Anche chi lavora in redazione può essere colpito da stress post-traumatico
Lo stress post-traumatico, un disordine psichico di cui soffrono persone che sono state esposte a episodi di violenza estrema, potrebbe colpire anche i giornalisti che lavorano all’ interno delle redazioni e che trattano contenuti prodotti dai cittadini.

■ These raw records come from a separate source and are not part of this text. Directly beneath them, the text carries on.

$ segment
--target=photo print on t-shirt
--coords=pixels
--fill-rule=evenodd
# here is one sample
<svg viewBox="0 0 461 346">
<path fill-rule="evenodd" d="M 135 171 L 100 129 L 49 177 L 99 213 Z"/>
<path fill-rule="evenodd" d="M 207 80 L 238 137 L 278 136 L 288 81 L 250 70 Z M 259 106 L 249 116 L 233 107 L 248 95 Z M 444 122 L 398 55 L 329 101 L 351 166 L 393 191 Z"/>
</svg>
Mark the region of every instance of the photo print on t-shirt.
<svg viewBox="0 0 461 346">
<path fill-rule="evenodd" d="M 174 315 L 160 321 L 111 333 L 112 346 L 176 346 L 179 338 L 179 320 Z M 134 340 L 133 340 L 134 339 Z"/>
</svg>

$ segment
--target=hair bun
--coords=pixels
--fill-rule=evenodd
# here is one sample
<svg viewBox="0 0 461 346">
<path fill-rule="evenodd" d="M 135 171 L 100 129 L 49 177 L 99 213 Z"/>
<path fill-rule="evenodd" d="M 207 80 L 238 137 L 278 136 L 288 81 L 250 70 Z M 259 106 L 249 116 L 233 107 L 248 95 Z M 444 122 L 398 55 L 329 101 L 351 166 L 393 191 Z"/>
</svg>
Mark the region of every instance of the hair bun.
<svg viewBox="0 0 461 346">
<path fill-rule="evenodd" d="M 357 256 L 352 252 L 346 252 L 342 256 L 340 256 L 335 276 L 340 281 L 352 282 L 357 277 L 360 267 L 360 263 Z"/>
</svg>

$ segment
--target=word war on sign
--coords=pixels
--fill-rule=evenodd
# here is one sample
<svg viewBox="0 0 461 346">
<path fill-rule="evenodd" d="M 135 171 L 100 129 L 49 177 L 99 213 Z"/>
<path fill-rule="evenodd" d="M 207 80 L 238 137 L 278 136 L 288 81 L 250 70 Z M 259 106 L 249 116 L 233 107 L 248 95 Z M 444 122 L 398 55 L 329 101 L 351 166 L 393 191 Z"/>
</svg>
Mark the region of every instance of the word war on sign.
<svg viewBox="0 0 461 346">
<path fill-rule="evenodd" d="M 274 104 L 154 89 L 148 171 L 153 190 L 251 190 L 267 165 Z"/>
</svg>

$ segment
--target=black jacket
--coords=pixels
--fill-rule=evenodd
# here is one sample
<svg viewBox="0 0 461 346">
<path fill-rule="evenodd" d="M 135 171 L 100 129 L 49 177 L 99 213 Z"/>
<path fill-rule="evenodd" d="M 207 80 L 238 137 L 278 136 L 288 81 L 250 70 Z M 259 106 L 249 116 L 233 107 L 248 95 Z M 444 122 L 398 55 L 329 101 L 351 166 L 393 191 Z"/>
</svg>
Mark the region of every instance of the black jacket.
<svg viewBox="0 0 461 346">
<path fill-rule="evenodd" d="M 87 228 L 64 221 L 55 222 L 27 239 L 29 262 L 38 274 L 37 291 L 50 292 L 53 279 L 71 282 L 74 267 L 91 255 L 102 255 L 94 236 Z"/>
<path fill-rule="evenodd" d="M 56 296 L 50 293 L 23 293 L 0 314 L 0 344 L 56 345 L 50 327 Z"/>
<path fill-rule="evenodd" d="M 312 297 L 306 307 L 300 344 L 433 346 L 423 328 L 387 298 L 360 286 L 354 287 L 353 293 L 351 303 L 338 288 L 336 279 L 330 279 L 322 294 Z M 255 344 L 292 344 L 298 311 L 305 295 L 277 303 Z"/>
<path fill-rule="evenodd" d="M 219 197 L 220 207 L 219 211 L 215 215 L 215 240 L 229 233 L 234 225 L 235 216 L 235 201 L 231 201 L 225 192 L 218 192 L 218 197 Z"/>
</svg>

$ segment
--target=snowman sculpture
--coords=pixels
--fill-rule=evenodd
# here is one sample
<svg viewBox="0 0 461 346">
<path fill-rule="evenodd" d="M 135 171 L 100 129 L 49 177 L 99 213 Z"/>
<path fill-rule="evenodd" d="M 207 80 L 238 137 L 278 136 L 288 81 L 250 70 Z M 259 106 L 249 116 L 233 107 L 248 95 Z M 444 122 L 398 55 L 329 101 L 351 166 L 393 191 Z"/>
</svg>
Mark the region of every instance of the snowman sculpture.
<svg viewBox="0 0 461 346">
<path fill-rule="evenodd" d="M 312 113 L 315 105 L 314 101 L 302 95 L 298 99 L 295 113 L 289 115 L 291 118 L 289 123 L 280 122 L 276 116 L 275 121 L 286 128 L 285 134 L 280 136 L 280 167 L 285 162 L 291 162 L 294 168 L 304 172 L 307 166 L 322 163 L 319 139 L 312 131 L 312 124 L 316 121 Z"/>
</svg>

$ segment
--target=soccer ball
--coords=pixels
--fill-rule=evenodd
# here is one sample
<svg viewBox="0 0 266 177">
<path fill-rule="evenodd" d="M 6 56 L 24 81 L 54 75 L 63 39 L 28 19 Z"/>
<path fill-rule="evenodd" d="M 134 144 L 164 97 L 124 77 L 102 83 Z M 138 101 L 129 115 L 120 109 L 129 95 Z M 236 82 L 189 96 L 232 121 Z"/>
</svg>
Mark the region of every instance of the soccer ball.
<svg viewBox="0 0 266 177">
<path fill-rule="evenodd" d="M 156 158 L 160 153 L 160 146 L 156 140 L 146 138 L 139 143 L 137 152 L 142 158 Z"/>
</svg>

E’ la conclusione a cui sono giunti un gruppo di ricercatori del dipartimento di Psicologia dell’ Università di Toronto, che hanno pubblicato i risultati in UK, nel Journal of the Royal Society of Medicine.
Questo disordine psicologico, una forma di forte ansia – segnala 233grados – viene di solito alle vittime di attentati o a militari che hanno partecipato a una guerra. Può colpire anche i giornalisti corrispondenti da zone di conflitto, quando vengono coinvolti in episodi estremamente traumatici e stressanti.
Lo studio, il primo di questo tipo, ha concluso però che “il flusso incessante di questo materiale, insieme alla durata di alcuni conflitti, fanno sì che i giornalisti siano freqentemente e costantemente esposti a immagini terribilmente inquietanti’’. Cosa che determina una aumento degli indicatori dello stress post-traumatico tra i giornalisti.
Lo studio è stato condotto slla base di un son daggio condotto su 116 giornalisti dipendenti da tre grandi testate, anche se non si sa quali. Di questi, il 40,9% doveva guardare ogni giorno i contenuti prodotti dagli utenti in cui si potevano vedere immagini molto violente, e il 46,1% lo faceva con una cadenza almeno settimanale.
Anche se lo studio è cauto e spiega che non sono state fatte interviste personali e quindi non si può determinare in nessun modo se i giornalisti al centro dello studio erano colpiti da stress post-traumatico, ma che c’ c’ è una correlazione tra l’ esposizione frequente a immagini violente e quel disordine, così come con la depressione e il consumo di alcol. Anche se la relazione con questi due comportamenti, tuttavia, non è elevata. Lo studio ha anche concluso che sono le giornaliste donne ad essere le più colpite dalla esposizione a queste immagini.
“La ricerca – spiega il dottor Anthony Feinstein, che ha guidato il lavoro – conclude che è la frequenza dell’ esposizione ad immagini di violenza, piuttosto che la durata a causare stress emotivo ai giornalisti che lavorano con il materiale prodotto dagli utenti. Dato che il buon giornalismo ha bisogno di giornalisti sani, le redazioni hanno bisogno di rivedere la loro organizzazione per evitare i rischi legati alla visione di tali contenuti. I nostri risultati suggeriscono che ridurre la frequenza di queste esposizioni potrebbe essere una soluzione “.